Enterprise Architecture and TOC #TOCICO18

Joe Cooper and Malcolm Neumeyer spoke about "Applying TOC to Enterprise Architecture: Gaining Focus". It was an education on EA and a nice view of the challenges they see in the discipline.

The role of Enterprise Architecture was described as looking at the organization as a whole and making decisions / recommendations for changes to better support the business operating model. It usually gets narrowed into IT recommendations, based on current state analysis and looking at the trends in the market. Unfortunately for EA's, their recommendations look like a mish mash of projects from the perspective of the business sponsors. Too many great ideas - too many to implement all at once, but they need to be done together to get the value. And when they get started implementing, they often get stuck in local implementations or pilots that force them into a local / global conflict that usually resolves on solving easy, local problems.
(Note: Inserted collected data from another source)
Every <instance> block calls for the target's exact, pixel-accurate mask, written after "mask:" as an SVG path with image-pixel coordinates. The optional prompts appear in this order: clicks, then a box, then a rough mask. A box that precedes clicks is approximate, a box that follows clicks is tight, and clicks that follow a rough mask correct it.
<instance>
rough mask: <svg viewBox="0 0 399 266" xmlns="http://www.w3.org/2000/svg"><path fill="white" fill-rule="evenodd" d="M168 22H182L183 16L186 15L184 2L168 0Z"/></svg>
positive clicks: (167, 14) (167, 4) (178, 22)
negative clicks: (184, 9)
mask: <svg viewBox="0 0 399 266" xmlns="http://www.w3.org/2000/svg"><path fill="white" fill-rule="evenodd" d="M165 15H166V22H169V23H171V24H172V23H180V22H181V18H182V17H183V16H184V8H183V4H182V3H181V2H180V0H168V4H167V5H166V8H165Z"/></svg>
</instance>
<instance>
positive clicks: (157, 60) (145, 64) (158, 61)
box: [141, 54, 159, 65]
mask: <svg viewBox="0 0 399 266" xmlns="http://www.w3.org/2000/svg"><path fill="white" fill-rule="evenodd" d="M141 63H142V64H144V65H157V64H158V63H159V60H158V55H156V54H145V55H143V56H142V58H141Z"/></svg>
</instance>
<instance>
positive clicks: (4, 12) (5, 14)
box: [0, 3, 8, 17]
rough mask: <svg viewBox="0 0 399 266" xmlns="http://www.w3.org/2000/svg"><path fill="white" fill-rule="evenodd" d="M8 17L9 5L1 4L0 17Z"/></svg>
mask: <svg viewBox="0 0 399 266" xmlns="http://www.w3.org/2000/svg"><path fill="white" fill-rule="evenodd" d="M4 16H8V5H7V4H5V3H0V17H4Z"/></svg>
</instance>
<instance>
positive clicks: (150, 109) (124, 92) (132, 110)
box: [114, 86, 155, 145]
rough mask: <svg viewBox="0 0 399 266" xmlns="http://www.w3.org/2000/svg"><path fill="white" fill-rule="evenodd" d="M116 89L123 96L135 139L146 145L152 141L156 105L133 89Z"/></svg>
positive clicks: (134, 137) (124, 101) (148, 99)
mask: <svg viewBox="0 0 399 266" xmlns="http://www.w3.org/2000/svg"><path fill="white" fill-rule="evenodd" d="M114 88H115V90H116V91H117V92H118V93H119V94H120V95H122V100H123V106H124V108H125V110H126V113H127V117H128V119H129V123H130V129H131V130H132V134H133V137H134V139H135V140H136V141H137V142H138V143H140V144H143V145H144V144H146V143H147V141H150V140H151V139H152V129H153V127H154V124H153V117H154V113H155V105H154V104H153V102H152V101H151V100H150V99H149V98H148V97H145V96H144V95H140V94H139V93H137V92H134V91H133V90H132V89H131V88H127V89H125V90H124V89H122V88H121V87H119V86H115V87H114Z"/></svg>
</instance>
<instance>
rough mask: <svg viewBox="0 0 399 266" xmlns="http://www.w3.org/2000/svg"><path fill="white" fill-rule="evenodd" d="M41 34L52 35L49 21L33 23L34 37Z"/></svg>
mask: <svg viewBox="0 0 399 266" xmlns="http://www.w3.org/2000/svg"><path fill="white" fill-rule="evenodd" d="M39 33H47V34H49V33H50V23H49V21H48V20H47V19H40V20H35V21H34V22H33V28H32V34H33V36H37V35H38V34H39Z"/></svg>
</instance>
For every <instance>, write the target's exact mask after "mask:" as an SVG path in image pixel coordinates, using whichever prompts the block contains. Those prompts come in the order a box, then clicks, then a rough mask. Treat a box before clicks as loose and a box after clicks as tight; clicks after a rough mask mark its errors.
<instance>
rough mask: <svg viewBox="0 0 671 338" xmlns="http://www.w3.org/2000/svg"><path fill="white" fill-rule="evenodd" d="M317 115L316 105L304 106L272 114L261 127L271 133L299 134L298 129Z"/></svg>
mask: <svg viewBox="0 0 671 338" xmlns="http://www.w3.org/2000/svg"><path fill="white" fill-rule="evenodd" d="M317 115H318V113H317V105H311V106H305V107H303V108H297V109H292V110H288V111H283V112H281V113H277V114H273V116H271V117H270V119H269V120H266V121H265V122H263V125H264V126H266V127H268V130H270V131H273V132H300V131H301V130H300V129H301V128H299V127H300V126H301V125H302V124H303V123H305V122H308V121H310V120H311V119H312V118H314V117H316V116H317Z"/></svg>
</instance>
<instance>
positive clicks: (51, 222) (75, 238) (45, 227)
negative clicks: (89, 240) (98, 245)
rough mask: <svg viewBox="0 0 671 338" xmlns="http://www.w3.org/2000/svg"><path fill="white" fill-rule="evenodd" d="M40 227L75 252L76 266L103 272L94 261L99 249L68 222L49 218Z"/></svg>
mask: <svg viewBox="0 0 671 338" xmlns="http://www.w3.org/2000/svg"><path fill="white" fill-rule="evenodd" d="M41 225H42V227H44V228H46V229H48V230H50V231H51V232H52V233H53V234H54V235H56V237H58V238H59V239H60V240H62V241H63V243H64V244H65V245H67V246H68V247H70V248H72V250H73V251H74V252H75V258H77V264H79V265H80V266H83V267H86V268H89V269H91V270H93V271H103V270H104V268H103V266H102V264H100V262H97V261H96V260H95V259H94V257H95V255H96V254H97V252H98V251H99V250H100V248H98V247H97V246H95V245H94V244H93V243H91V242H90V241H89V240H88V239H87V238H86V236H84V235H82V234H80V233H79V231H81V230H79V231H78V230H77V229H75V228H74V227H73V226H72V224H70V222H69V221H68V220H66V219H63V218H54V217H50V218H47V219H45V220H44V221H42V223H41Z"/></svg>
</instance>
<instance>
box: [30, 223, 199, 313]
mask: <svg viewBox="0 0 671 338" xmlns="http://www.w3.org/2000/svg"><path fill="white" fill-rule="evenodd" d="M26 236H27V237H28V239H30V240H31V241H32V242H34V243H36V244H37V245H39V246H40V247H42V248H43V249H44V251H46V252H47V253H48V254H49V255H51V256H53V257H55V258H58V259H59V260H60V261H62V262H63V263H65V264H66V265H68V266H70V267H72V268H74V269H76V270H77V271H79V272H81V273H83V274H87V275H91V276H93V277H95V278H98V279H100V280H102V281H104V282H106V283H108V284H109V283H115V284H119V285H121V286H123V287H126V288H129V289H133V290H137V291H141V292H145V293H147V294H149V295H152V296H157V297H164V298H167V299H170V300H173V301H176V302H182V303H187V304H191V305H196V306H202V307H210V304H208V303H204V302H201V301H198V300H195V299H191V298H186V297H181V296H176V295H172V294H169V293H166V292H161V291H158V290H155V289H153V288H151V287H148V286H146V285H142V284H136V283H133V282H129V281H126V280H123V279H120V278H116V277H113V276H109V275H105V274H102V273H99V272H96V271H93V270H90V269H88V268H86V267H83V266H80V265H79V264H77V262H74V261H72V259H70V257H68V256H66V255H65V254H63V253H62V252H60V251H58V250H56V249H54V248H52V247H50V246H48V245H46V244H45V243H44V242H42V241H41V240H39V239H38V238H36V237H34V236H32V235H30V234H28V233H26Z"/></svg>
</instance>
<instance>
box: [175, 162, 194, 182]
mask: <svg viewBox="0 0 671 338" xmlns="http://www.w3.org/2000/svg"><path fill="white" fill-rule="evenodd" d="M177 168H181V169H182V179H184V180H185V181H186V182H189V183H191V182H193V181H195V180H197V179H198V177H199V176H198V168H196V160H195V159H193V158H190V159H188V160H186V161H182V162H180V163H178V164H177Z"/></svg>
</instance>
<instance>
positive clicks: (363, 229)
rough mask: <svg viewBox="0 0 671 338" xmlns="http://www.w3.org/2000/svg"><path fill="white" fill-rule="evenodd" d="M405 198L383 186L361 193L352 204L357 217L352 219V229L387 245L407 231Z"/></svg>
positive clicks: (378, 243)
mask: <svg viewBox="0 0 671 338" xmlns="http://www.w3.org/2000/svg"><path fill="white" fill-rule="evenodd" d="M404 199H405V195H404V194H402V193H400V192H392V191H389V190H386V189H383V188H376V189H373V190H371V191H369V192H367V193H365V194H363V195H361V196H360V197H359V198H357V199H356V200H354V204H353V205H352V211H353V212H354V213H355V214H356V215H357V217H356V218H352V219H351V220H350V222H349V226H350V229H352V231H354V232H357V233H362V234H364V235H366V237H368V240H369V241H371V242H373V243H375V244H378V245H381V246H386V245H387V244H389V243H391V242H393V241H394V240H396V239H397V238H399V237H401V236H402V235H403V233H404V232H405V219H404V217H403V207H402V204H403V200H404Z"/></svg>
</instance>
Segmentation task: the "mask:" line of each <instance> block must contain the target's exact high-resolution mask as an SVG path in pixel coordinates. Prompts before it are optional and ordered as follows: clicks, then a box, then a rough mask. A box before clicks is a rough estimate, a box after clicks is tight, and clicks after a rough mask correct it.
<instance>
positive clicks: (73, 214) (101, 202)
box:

TOC comes into the picture in the direction of the questions. Where is the constraint inside the organization? What blocks flow in operations? What about the customer? What changes are required to remove limitations for them? What does the customer need? What about the larger ecosystem of suppliers, partners and customers - how does the current system block or slow flow of value? What needs to change to improve the entire ecosystem?

An example. For a company that has grown multiple divisions / acquisitions over time, they might have multiple payment processing systems. Traditional EA projects might suggest simplifying each processing system to speed the internal processing where the benefit appears to be saving time internally. But a customer perspective might suggest simplifying the process for the customer so that they only see one payment system - the benefit is then reflected on teh customer in their time and good will toward the company. Oh, and it will likely improve processing time for payments inside the company as a side effect.

Cooper and Neumeyer suggest that the way EA looks at their work should change. They should be looking at the constraint, creating/promoting metrics that measure throughput, and developing EA roadmaps that embed the idea of focus.

There was a lot of discussion of DevOps and The Phoenix Project (TPP), as this has become a source book for a lot of people in IT development and operations organizations. TPP was written to mimic The Goal in structure, and it has resounded quite nicely in the IT community.  One of the speakers even reminded the room of my review from five years ago when I read it. Thanks.